Jeff Valdera starts receiving mysterious postcards from Zurich. They are inscribed with cryptic messages, and while he does not know who sent them, he immediately recognizes their provenance. They were offered for free in the reception area of Hotel Waldheim in Davos, the Alpine resort where he used to spend his summer vacations with his aunt Judith. Now forty years later, he is compelled to revisit this formative period of his life that may not be as an innocent and innocuous as he likes to remember.

The first postcard triggers an instant flow of memories: the arousing sight of girls undressing in the night train to Davos, the ritualistic welcoming plate of sliced Grisons meat offered by Herr Meili, the hotel’s owner, and the stiff politeness of the hotel guests. There are those Jeff remembers well, and those who only left a vague impression. When Jeff finally meets the sender of the postcard, a woman obsessively searching for answers, he is caught into a spiral that will lead him to question the person he thought he was. Based on the evidence she retrieved from the recently digitalized Stasi archives, she claims that Jeff must know something about the disappearance of her father, a German Democratic Republic dissident who was last seen at the hotel.

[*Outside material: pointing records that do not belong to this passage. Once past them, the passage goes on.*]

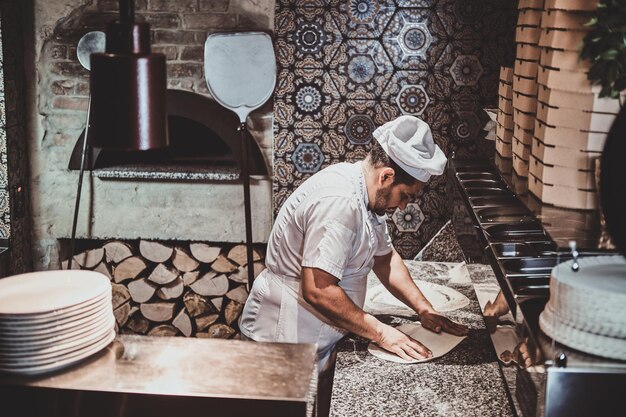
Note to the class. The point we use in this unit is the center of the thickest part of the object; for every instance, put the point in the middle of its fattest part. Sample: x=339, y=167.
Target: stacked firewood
x=184, y=289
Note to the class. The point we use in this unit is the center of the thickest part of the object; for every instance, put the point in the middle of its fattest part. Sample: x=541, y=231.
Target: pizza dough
x=438, y=343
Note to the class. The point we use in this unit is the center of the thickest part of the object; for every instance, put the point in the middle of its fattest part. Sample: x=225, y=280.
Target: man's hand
x=437, y=323
x=406, y=347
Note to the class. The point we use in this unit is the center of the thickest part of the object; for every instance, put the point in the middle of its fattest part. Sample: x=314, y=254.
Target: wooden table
x=173, y=376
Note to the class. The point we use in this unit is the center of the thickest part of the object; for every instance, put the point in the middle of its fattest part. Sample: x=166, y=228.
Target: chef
x=329, y=234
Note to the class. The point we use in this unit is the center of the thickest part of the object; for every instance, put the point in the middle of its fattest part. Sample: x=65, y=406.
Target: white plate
x=45, y=291
x=17, y=322
x=52, y=352
x=29, y=329
x=65, y=362
x=442, y=298
x=27, y=343
x=438, y=343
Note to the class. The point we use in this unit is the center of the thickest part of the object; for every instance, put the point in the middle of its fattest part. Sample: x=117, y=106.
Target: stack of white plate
x=52, y=319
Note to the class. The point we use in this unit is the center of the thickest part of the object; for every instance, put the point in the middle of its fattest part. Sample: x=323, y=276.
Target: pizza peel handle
x=240, y=71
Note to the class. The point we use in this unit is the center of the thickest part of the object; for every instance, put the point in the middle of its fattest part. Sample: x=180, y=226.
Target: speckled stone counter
x=465, y=382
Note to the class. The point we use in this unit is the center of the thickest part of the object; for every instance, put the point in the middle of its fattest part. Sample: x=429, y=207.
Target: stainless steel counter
x=154, y=376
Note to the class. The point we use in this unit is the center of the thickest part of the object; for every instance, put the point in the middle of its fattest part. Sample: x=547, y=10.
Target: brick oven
x=190, y=192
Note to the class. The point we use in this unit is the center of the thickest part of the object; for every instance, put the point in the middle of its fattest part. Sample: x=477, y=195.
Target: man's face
x=395, y=196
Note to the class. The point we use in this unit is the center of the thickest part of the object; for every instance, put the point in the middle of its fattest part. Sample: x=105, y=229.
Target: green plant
x=605, y=47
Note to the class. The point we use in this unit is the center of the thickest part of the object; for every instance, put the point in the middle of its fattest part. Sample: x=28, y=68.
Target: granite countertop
x=465, y=382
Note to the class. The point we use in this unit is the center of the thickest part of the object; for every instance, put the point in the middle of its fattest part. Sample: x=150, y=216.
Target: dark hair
x=379, y=158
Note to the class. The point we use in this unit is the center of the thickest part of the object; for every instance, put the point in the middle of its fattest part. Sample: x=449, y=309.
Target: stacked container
x=504, y=126
x=527, y=57
x=572, y=121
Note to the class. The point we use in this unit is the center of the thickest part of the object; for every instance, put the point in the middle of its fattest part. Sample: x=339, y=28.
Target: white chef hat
x=409, y=142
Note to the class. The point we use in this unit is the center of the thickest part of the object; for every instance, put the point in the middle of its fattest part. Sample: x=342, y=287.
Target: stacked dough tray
x=572, y=121
x=525, y=82
x=504, y=128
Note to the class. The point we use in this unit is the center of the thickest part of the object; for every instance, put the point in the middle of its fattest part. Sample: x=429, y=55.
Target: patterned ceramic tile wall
x=348, y=66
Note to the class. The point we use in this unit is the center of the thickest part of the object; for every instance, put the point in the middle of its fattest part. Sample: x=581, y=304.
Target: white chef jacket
x=324, y=224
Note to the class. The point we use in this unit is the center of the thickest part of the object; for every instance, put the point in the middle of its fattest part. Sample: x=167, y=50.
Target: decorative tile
x=416, y=93
x=306, y=99
x=416, y=3
x=306, y=3
x=307, y=158
x=283, y=172
x=363, y=18
x=306, y=37
x=371, y=62
x=465, y=127
x=412, y=99
x=363, y=72
x=409, y=219
x=414, y=39
x=359, y=129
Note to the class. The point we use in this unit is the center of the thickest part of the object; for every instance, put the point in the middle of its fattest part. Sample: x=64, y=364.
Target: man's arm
x=320, y=289
x=394, y=275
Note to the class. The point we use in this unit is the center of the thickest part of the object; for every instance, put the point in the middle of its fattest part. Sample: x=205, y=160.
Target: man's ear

Will she succeed in convincing Jeff that he is hiding something from her, and from himself? And can youth alone absolve him from the consequences of his actions?

 Set against the backdrop of Swiss neutrality, 1970s Cold War intrigues, and the shadow of Thomas Mann’s The Magic Mountain, Hotel Waldheim unfolds with the suspense of a spy thriller. François Vallejo unravels his hero’s confrontation with the past with lapidary precision, and, along the way, offers an astute reflection on the workings of memory, its forgetting mechanisms, and the many ways it can be instrumentalized.

 

François Vallejo is a French professor of literature, and a writer. He has published a dozen novels, including Madame Angeloso (long-listed for the Prix Goncourt and selected for the Femina and the Renaudot Prizes, 2001), Groom (Libraries’ Prize, 2003), Ouest (Livre Inter Prize, 2007), and Un dangereux plaisir (2016). All his books are published by Editions Viviane Hamy.